Sure. I might start since I might have been the guilty party who introduced that.
This is where Canada has the potential advantage over the U.S. The U.S. has not formalized a program, but it is paying for screening, which is covered as a Medicare benefit. So whether or not you organize a program depends on the centre that's offering the screening. Screening can be offered in your local community centre or you could have a van that goes around and offers screening. You don't necessarily have to tie outcomes, to cost-effectiveness, to quality, and to smoking cessation. What we've tried to do with CPAC, the Canadian Partnership Against Cancer, and the lung cancer framework is to set something up so that we are able to track statistics and outcomes. We are able to measure how many of the population at risk were able to get in, to actually have screening adherence rates, and also to tie this to smoking cessation.`
In terms of cost-effectiveness for the large U.S. randomized study, where no matter how early you found the cancer there was still a mortality benefit to treating it, the incremental cost-effectiveness ratio, which is a measure of benefit compared to cost was—and forgive me since I'm approximating here—somewhere between $83,000 and $86,000 U.S. per quality-adjusted life year gained.
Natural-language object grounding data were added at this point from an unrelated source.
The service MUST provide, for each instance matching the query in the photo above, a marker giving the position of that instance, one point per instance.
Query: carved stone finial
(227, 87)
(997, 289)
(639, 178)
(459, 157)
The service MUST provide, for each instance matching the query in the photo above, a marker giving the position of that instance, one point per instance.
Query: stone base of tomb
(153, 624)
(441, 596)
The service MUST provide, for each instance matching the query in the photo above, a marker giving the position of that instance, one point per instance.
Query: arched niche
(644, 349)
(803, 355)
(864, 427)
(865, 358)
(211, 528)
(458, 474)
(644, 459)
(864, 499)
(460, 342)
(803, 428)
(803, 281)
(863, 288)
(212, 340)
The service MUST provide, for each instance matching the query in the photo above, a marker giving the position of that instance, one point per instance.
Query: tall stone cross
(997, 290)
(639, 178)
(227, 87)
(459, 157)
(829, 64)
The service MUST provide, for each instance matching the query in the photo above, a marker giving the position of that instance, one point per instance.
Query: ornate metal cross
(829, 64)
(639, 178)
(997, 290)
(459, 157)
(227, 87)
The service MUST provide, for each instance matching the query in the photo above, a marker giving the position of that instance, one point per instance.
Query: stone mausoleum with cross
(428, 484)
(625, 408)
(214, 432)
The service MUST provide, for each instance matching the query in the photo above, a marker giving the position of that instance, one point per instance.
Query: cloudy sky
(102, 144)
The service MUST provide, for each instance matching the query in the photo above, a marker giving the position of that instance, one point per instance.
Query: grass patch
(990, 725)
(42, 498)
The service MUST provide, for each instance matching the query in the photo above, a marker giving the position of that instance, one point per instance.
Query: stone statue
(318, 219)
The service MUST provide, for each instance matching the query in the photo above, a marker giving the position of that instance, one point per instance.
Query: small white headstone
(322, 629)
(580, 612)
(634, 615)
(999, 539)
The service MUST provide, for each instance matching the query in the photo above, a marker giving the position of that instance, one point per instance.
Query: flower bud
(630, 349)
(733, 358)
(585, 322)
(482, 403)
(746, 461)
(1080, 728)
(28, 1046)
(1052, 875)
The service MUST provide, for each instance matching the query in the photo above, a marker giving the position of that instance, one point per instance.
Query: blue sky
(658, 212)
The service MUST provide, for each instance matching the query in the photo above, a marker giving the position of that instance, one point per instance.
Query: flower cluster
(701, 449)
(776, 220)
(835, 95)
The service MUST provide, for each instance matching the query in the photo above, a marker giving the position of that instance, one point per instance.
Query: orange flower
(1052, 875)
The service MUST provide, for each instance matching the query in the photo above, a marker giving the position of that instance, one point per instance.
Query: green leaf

I'm happy to provide the committee with a reference and the paper for that. However, that is in the U.S. health care system. The way they have done that differs from the way our pan-Canadian study was done and from the way the framework is proposing that we do screening. So, cost-effectiveness estimates from Ontario from ICES that were commissioned by Cancer Care Ontario are as low as $43,000 or less per quality-adjusted life year. Again, depending on the interval of screening and the level of risk, your cost effectiveness impact can really change. So, yes, it will cost money. Could there be a way to introduce cost-effective screening by choosing your population and the follow-up? Yes, we think there is something within a reasonable estimate of cost-effectiveness.